ECLI:NL:HR:2011:BO9841
Hoge Raad
- Cassatie
- D.H. Beukenhorst
- W.A.M. van Schendel
- F.B. Bakels
- C.A. Streefkerk
- C.E. Drion
- E.J. Numann
- Rechtspraak.nl
Verzoek om kinderalimentatie jegens biologische vader en de doorbreking van het wettelijke stelsel
In deze zaak heeft de Hoge Raad op 18 februari 2011 uitspraak gedaan in een cassatieprocedure betreffende een verzoek om kinderalimentatie. De vrouw, die stelselmatig seksueel misbruikt is door haar stiefvader en moeder, heeft twee kinderen gekregen. De biologische vader van deze kinderen, de man, is door het gerechtshof te Leeuwarden als zodanig erkend, maar het hof heeft de vrouw niet-ontvankelijk verklaard in haar verzoek om alimentatie voor de periode van 24 juni 2002 tot 21 november 2002, omdat de wettige vader, [betrokkene 1], in staat zou zijn om in de kosten van levensonderhoud te voorzien. De vrouw heeft cassatie ingesteld, waarbij de man incidenteel cassatieberoep heeft ingesteld.

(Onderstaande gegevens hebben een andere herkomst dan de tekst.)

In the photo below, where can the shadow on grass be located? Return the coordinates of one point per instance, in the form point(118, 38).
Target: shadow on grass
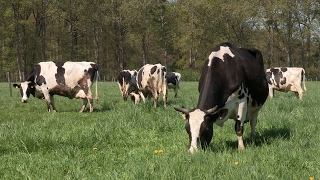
point(265, 138)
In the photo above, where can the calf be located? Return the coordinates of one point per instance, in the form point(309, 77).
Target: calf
point(69, 79)
point(151, 81)
point(173, 80)
point(286, 79)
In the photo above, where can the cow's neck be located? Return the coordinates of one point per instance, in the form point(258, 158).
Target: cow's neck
point(209, 95)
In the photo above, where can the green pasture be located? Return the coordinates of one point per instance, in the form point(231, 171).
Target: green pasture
point(122, 141)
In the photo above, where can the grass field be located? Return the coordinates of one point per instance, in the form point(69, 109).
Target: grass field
point(119, 140)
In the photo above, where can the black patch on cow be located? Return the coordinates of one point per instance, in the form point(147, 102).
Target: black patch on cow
point(60, 73)
point(241, 96)
point(40, 80)
point(238, 128)
point(171, 78)
point(34, 73)
point(153, 69)
point(277, 76)
point(164, 69)
point(92, 71)
point(284, 69)
point(124, 75)
point(139, 77)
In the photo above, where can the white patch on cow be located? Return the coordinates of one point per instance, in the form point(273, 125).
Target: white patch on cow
point(219, 54)
point(24, 87)
point(195, 120)
point(293, 79)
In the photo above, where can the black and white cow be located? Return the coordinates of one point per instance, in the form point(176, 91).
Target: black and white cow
point(286, 79)
point(151, 81)
point(69, 79)
point(127, 83)
point(173, 80)
point(232, 85)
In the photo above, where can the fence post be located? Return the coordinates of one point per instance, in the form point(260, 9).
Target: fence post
point(9, 82)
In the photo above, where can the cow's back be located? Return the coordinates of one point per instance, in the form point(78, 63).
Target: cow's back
point(66, 73)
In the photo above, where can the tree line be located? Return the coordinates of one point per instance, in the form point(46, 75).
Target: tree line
point(180, 34)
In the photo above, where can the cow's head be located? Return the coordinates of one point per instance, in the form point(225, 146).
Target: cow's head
point(125, 80)
point(200, 125)
point(26, 88)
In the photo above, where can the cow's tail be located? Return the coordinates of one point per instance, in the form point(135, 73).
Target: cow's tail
point(304, 81)
point(97, 76)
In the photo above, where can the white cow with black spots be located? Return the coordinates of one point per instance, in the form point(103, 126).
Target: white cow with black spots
point(232, 85)
point(151, 81)
point(69, 79)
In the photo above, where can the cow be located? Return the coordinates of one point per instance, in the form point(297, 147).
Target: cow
point(151, 81)
point(286, 79)
point(127, 83)
point(173, 80)
point(69, 79)
point(232, 85)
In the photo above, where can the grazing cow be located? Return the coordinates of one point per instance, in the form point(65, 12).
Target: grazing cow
point(69, 79)
point(173, 80)
point(127, 83)
point(286, 79)
point(232, 85)
point(151, 81)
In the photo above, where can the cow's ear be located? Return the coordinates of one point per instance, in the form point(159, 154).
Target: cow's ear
point(214, 114)
point(32, 84)
point(222, 113)
point(185, 112)
point(16, 85)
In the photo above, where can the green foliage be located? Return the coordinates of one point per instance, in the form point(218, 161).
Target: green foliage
point(40, 145)
point(125, 34)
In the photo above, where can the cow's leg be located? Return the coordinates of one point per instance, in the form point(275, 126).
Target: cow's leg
point(271, 91)
point(253, 123)
point(165, 94)
point(52, 103)
point(242, 111)
point(155, 97)
point(47, 97)
point(175, 91)
point(85, 102)
point(90, 104)
point(142, 96)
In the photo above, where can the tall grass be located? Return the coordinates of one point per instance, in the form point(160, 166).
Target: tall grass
point(118, 140)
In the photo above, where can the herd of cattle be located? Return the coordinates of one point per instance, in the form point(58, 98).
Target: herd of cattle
point(233, 85)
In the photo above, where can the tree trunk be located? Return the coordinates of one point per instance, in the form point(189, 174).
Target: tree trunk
point(165, 60)
point(16, 29)
point(43, 32)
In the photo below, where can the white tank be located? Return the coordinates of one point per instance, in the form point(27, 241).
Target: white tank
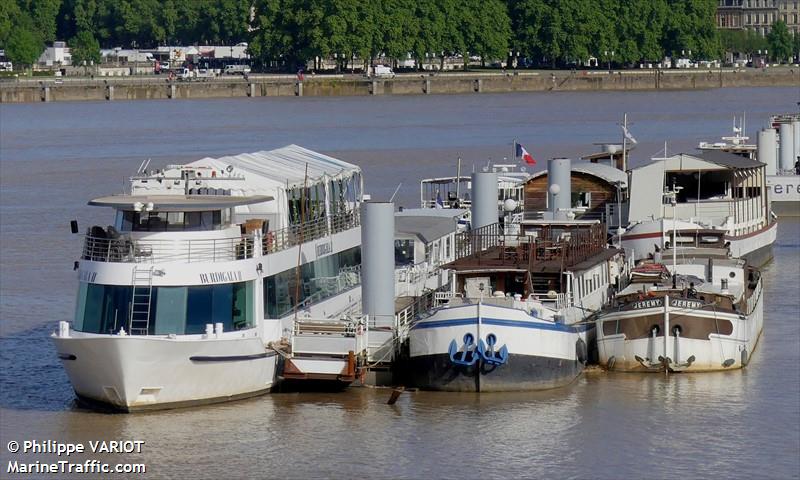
point(484, 199)
point(768, 149)
point(559, 172)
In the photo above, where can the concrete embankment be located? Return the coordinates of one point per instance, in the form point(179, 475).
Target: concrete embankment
point(133, 88)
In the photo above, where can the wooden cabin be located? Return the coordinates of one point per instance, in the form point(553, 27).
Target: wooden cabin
point(593, 186)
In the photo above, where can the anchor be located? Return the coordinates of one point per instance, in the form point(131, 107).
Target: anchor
point(488, 352)
point(646, 363)
point(468, 356)
point(677, 365)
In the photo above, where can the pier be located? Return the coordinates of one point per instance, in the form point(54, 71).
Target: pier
point(30, 90)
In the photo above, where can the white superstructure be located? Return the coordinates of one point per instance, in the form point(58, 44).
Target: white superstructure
point(206, 267)
point(716, 190)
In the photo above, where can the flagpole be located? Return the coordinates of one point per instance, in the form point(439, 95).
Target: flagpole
point(458, 181)
point(624, 142)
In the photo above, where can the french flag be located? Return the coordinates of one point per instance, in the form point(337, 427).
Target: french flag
point(523, 154)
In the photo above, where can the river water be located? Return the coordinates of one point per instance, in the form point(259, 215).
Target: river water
point(55, 157)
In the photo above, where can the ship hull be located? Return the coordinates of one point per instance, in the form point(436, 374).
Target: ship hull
point(541, 354)
point(132, 373)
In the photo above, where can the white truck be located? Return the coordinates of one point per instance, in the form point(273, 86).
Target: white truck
point(237, 69)
point(196, 74)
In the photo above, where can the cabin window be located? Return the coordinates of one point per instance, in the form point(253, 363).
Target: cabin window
point(316, 281)
point(172, 221)
point(173, 310)
point(581, 199)
point(403, 252)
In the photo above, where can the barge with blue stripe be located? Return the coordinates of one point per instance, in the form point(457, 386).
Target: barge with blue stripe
point(518, 316)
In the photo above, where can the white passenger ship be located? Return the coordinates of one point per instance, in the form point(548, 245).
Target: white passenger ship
point(716, 190)
point(778, 148)
point(206, 265)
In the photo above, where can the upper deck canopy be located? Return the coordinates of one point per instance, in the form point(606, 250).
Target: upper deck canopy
point(177, 203)
point(285, 167)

De Hoge Raad heeft geoordeeld dat het hof ten onrechte heeft aangenomen dat er geen positieve verplichting voortvloeit uit het 'family life' tussen de kinderen en hun biologische vader, zoals beschermd door artikel 8 van het Europees Verdrag voor de Rechten van de Mens (EVRM). De Hoge Raad heeft de beschikking van het hof vernietigd en het geding verwezen naar het gerechtshof te Arnhem voor verdere behandeling. De Hoge Raad benadrukt dat, indien de wettige vader niet in staat is om in de kosten van levensonderhoud te voorzien, de kinderen aanspraak kunnen maken op levensonderhoud van hun biologische vader. Dit is een belangrijke uitspraak die de rechten van kinderen in situaties van gescheiden ouders en de verantwoordelijkheden van biologische vaders onderstreept.